20h15min – Após a palestra de Marcelo Csettkey e Marcelo Gil, o jornalista Carlos Lopes tem a palavra. O palestrante diz ter mudado de idéia sobre o tema a ser apresentado em sua palestra que era sobre o seu período acadêmico. Carlos disse acreditar em teorias conspiratórias, pois em todas tem um fundo de verdade. “A verdade não me interessa”, falou o jornalista (alfinetando a dupla) contando que sempre se faz uma pergunta e esta é “Para que e quem serve a verdade?” Carlos Lopes está para terminar um livro e não sabe se irá procurar uma editora para publicá-lo ou irá lança-lo independentemente, porque para tudo hoje em dia se tem jabá, desde o mais alto ao mais baixo escalão. Segundo o ele, a vidinha do jornalista de cobrir buracos de rua o desiludiu. Então ele passou a escrever com deboche. Mas deixou um recado para os futuros profissionais de comunicação: “façam a diferença e não se iludam com dinheiro”, refletiu.

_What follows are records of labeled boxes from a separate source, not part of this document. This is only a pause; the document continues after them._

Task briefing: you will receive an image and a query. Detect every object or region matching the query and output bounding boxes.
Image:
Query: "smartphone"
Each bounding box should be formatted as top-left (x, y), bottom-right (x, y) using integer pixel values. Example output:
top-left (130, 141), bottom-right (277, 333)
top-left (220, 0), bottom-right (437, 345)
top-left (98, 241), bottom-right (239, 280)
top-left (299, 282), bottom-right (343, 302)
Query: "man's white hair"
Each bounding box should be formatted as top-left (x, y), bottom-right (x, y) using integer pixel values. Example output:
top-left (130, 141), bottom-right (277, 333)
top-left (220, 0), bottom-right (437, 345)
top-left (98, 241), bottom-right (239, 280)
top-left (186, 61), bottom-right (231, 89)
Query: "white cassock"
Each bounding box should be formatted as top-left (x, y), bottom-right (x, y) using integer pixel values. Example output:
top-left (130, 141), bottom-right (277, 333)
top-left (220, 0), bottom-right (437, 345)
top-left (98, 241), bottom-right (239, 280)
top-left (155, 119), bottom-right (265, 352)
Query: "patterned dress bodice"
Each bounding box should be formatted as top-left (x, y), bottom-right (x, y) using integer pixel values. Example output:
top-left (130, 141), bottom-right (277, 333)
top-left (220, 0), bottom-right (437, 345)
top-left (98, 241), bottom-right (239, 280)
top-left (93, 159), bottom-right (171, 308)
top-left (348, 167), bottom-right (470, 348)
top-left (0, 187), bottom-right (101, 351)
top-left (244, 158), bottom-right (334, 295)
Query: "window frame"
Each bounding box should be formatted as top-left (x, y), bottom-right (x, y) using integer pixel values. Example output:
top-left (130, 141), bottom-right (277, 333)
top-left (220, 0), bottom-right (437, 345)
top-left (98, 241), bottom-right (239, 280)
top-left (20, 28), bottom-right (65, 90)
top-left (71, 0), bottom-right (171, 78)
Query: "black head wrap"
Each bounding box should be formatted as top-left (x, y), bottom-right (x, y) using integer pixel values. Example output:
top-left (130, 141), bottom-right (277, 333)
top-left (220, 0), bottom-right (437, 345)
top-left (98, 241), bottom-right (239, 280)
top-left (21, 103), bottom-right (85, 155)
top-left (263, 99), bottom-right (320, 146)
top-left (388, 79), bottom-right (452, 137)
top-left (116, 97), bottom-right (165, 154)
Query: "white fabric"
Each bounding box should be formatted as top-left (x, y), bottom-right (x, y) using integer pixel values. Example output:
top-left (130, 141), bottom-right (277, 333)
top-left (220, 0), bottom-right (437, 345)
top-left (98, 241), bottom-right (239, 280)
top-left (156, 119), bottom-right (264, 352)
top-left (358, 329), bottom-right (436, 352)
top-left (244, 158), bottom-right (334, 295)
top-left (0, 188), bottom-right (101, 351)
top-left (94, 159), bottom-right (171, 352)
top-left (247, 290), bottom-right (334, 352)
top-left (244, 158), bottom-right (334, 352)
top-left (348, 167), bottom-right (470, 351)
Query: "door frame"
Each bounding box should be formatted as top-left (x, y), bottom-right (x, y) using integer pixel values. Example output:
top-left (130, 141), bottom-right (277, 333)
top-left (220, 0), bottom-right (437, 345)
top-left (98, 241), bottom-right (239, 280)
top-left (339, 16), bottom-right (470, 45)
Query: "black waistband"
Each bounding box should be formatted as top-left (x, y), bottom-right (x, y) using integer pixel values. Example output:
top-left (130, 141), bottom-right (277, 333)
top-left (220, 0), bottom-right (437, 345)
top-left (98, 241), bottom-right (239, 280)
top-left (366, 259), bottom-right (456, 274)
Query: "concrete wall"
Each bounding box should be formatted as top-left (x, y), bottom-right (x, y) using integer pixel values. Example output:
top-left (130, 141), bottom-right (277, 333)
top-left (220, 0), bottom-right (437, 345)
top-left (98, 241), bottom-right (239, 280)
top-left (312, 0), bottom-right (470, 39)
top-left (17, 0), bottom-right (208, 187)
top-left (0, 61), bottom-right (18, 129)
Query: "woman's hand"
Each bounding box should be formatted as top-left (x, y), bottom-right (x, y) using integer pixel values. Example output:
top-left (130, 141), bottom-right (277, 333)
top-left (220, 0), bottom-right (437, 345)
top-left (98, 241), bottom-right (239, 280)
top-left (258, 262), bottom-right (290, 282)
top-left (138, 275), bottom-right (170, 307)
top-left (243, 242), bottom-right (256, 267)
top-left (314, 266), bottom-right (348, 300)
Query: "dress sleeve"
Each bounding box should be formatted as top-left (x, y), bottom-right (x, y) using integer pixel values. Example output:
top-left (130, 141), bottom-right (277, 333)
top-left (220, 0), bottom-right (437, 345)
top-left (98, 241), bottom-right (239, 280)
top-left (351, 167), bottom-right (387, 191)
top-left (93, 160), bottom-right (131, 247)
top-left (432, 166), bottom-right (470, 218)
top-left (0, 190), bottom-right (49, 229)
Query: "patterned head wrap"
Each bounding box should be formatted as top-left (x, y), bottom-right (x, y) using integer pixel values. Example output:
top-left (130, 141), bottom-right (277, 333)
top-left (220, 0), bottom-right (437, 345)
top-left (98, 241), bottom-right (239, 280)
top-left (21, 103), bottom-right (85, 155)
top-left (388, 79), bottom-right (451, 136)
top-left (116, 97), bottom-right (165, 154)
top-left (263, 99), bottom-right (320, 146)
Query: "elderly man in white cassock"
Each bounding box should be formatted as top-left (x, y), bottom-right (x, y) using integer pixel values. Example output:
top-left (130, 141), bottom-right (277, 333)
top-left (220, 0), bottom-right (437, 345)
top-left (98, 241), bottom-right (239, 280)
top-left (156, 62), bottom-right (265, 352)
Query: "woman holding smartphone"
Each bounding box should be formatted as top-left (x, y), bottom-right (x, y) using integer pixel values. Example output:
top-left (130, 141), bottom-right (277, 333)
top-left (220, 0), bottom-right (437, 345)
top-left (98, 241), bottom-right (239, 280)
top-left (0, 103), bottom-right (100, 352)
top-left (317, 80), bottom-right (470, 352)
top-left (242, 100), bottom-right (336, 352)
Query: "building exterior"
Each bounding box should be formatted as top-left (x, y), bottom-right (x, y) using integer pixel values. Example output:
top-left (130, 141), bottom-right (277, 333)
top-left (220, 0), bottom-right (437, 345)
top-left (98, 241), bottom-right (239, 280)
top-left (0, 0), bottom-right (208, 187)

Em resposta a pergunta que sempre se faz de “para que e quem serve a verdade” o jornalista Marcelo Csettkey disse que a verdade serve para a dignidade humana, trazendo um clima de debate ao auditório.

  Foto Efraim Fernandes

Carlos Lopes (de laranja) discorda dos ‘Marcelos’ causando
polêmica na palestra que virou debate

 

Palestra vira debate acalorado
Divergências de idéias polariza debate entre palestrantes

Por Amanda Affonso

20h35min – Após discordar de alguns tópicos da palestra anterior, sobre os atentados de 11 de setembro, o jornalista Carlos Lopes transformou a sua palestra num confronto de idéias. Carlos Lopes iniciou falando sobre teoria conspiratória e lançou a seguinte frase: “Já aprendi muita teoria na faculdade. Para mim, a teoria não serve para nada”, disse, seguido de aplausos fervorosos dos alunos. O mediador, professor Pablo Lagnier, por outro lado, defendeu a teoria, rebatendo no ato. “A teoria é necessária para todos nós, o que você diz também existe a teoria”. Outra chama acesa durante o debate foi quando Marcelo Gil e Marcelo Csettkey falaram pela primeira vez sobre as dificuldades que eles tiveram em divulgar o livro na mídia, a exemplo da revista Isto É.

  Foto Efraim Fernandes

Carlos Lopes (em pé), com suas “teorias”, discorda sobre
temas levantados pelos palestrantes gerando debate de idéias

 

‘Opinar não é fazer jornalismo’
Carlos Lopes acredita que embasamento é o
instrumento principal do profissional

Por Mayna Nabuco

20h55min – O debate desta noite continua pegando fogo. Temas como a guerra do Iraque e a venda de armas pelos Estados Unidos para a indústria bélica tomaram conta do auditório e para acalmar os ânimos mais alterados o mediador da mesa, professor Pablo Lagnier, perguntou a Carlos Lopes sobre sua opinião sobre as resenhas que o convidado escreve para álbuns musicais e obteve a seguinte resposta “Opinião não é nada, até o meu cachorro tem uma. Você tem que ter é embasamento”.

Retirado de www.dorsaltlantica.com.br

Obs: Ainda existe um pouco de dignidade roqueira em algumas pessoas, apesar delas pagarem o preço por isso. Viva o senhor polêmica.